Portazo del toreo colombiano en la ultima corrida del ciclo de Cali

  • El toricantano José Fernando Alzate y los ganaderos de Fuentelapeña salieron a hombros salvando la cara a la cabaña local en un ciclo con toros de poca raza

Ganadería. Seis toros de la ganadería colombiana de Fuentelapeña (encaste Samuel Flores), bien presentados y con buenas hechuras que resultaron desiguales en su juego, bravos en los caballos, encastados pero que terminaron rajados al final, salvo los lidiados como cuarto y el sexto de la suelta. TOREROS: Enrique Ponce, estocada delantera fulminante (Ovación con saludos) y estocada (oreja). Miguel Ángel Perera, Silencio y pinchazo y estocada casi entera (oreja). José Fernando Alzate, que tomaba la alternativa, estocada (ovación con saludos) y estocada (dos orejas). Incidencias. Plaza de toros de Cañaveralejo, festejo de fin de feria. Tarde soleada y calurosa con 32 grados de temperatura y tres cuartos de plaza cubierta.

El matador de toros colombiano José Fernando Alzate salió el día de su alternativa en Cali a hombros, en la tarde del pasado domingo, igual que los ganaderos del hierro de Fuentelapeña, ganadería que salvó la cara en la última corrida caleña a los ganaderos colombianos.

Tomó la alternativa José Fernando Alzate, que salió a hombros de la plaza de Cañaveralejo. Sin embargo, denotó falta de oficio y bastante hizo con librarse de la cornada en las dos volteretas que sufrió durante la tarde de su puesta de largo.

Los toros de Fuentelapeña tenían las dificultades de la casta, aquellas que no lucieron los toros sin raza del resto de ganaderías en la feria de la capital del Valle del Cauca.

Mal planteo de Alzate fue el de empezar la faena de su alternativa con las dos rodillas en tierra por derechazos, en lugar de probar las embestidas, llevarlas largas y sobre todo templadas, cosa que no se dio tampoco en las series posteriores.

Al toro de la ceremonia le faltó un pinchazo y desbordó por momentos al toricantano.
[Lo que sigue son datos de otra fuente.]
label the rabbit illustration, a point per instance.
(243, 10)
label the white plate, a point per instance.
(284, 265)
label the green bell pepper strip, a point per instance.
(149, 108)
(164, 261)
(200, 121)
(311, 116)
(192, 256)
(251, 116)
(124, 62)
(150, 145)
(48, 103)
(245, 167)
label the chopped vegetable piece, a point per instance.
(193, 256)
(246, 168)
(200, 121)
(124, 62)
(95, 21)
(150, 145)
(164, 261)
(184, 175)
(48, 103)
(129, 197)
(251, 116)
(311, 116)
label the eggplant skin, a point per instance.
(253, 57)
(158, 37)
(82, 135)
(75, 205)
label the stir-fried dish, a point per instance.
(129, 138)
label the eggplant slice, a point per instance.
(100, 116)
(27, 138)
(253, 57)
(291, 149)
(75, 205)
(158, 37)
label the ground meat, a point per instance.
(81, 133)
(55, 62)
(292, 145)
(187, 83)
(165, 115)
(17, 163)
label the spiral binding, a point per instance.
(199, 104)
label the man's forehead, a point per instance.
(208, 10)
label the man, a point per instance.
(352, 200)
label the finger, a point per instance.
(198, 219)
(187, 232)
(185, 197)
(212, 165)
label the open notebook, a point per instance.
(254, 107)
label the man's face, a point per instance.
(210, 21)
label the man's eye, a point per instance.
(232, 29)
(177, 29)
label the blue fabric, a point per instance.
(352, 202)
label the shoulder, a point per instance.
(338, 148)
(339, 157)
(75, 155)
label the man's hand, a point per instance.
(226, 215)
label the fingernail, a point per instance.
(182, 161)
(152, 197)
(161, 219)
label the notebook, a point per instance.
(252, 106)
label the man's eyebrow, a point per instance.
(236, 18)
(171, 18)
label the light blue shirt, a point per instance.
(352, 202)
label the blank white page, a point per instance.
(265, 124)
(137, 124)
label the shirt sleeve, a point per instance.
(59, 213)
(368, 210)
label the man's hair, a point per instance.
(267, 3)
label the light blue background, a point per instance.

Al sexto de su lote lo toreó de la misma guisa. Hubo sí esta vez series con temple, pero también hubo enganchones. Fue fundamentalmente una faena emotiva

Al realizar unas bernardinas fue cogido espectacularmente sin consecuencias. El toro, bravo, no le perdonó la muleta retrasada para instrumentar tal muletazo y casi lo paga caro. Muy destacable su actitud y su tranquilidad, méritos suficientes en un torero que comienza.

Enrique Ponce cuajó una gran faena a un toro con mucha transmisión, el cuarto, con muletazos de calidad y calado, faena con contenido propia de una figura de su importancia en la historia del toreo. El toro fue encastado y tuvo por tanto mérito agregado el valenciano.

A su primero, que recibió un largo puyazo, en el que el toro empujó con poder trayendo de un lado para otro al caballo, lo toreó sin el aseo de siempre; el viento, que molestó en algunos pasajes de la tarde, hizo flamear la muleta y restó con ello pulcritud. Al astado le costaba romper para adelante y Ponce lo intentó tirando de él con el prodigio de su temple. El toro se apagó y empezó a rebañar con peligro hacia el final.

Miguel Ángel Perera estuvo sobrado como acostumbra. El primero de su lote tuvo ritmo y humillaba pero no tuvo duración suficiente como para un triunfo grande. Una vez rajado, el toro empezó a puntear y defenderse por el lado izquierdo aunque se dejara una serie por la derecha.

En el quinto, recibió la embestida del toro desde los medios. El extremeño tomó la muleta con celo, no lo forzó en la primera serie y sí en las siguientes, ligando alguna casi brillantemente. Hubo redondos invertidos y otros alardes cuando el toro pedía ya las tablas y su muerte.

Terminó así el ciclo caleño con un torero local a hombros y los ganaderos Luis Miguel y Juan Manuel Domínguez, triunfantes.